Another fun event at the bookshop last weekend!
Although Margot Livesey has published six previous novels – including The Missing World, Eva Moves the Furniture, and Banishing Verona - her most recent, The Flight of Gemma Hardy was the first I’ve read her. I was so taken with it, and hungry for more, that I’ve already started collecting her backlist titles, and picked up the PEN New England Award-winning The House on Fortune Street.
The Flight of Gemma Hardy is a coming-of-age tale for Gemma, a young orphan girl, who must learn to take charge of her own destiny.
Inspired both by Charlotte Brontë’s Jane Eyre, and the landscape of Livesey’s own childhood, The Flight of Gemma Hardy is a wholly original story, which takes the reader from the Scottish Highlands, to the outer Orkney Islands, and to Iceland.
All along the way, we’re cheering on the protagonist, who Steve Wingate, editor at Fiction Writers Review calls a “scrappy survivor with no real place in the world who will land on her feet and create one.” Truly, Gemma faces one adversity after another, and eventually lands on her feet.
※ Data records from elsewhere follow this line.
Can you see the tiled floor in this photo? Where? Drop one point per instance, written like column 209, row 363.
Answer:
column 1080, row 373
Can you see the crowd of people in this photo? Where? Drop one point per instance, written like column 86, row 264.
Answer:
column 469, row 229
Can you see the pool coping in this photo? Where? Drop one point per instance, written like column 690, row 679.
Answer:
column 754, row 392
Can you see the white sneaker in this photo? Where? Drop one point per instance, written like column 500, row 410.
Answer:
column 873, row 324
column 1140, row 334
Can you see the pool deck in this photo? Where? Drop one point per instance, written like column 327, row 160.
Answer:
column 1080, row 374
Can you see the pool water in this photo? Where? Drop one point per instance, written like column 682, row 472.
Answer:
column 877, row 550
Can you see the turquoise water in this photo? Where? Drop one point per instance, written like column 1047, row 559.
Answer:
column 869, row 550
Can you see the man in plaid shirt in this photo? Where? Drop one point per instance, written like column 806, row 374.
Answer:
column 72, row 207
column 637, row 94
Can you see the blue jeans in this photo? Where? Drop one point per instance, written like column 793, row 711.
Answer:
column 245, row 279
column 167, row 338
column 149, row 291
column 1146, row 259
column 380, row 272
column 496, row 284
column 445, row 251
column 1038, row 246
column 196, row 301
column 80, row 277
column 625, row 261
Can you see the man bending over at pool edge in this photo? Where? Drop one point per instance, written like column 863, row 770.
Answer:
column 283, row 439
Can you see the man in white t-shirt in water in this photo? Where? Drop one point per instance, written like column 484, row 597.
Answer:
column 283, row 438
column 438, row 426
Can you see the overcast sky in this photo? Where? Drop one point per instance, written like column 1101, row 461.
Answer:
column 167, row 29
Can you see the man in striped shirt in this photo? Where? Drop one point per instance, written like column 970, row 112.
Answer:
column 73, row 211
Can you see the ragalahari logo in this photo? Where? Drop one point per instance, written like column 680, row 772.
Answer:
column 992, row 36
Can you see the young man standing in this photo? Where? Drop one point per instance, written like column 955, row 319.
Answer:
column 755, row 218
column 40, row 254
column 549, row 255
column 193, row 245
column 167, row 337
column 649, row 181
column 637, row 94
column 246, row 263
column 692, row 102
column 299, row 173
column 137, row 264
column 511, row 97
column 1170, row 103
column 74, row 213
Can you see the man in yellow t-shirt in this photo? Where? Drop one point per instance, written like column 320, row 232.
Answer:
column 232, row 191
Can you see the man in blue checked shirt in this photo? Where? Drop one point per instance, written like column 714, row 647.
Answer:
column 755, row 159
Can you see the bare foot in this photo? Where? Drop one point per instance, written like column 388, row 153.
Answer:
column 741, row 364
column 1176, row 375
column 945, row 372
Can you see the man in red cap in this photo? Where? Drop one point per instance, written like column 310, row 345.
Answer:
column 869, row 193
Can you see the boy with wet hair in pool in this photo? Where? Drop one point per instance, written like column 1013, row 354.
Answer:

It’s been decades since I read Jane Eyre, so I can’t speak to the parallels between the two novels. I do hope to view one of the many film adaptations in the next few weeks – do you have a favorite to recommend?
Here’s the publisher’s synopsis of The Flight of Gemma Hardy:
A captivating tale, set in Scotland in the early 1960s, that is both an homage to and a modern variation on the enduring classic Jane Eyre.
Fate has not been kind to Gemma Hardy. Orphaned by the age of ten, neglected by a bitter and cruel aunt, sent to a boarding school where she is both servant and student, young Gemma seems destined for a life of hardship and loneliness. Yet her bright spirit burns strong. Fiercely intelligent, singularly determined, Gemma overcomes each challenge and setback, growing stronger and more certain of her path. Now an independent young woman with dreams of the future, she accepts a position as an au pair on the remote and beautiful Orkney Islands.
But Gemma’s biggest trial is about to begin…a journey of passion and betrayal, secrets and lies, redemption and discovery, that will lead her to a life she’s never dreamed of.
Livesey read two excerpts, then took Q&A before signing books. You can watch the reading, or forward to the Q&A in the video below:












What an exciting event! I know how much you loved the book so it must have been fun for you.
Im seeing a lot of this book, but with your recommendation, I will definitely pick it up! What a great event!
I have been reading a lot about this book lately, and as Jane Eyre is one of my new favorites, I think this book is going to end up on my TBR stack very soon. It looks like your event went very successfully, and I am glad that you got a chance to hang out a little with Livesey. I will have to let you know what I think of the book!
This sounds interesting, though I have never read Jane Eyre, so I probably wouldn’t see the parallels.
Sounds like an exciting event. I am anxious to read this one as well. Liked Jane Eyre a lot.
This is a must-read book for me. Sounds like a great event.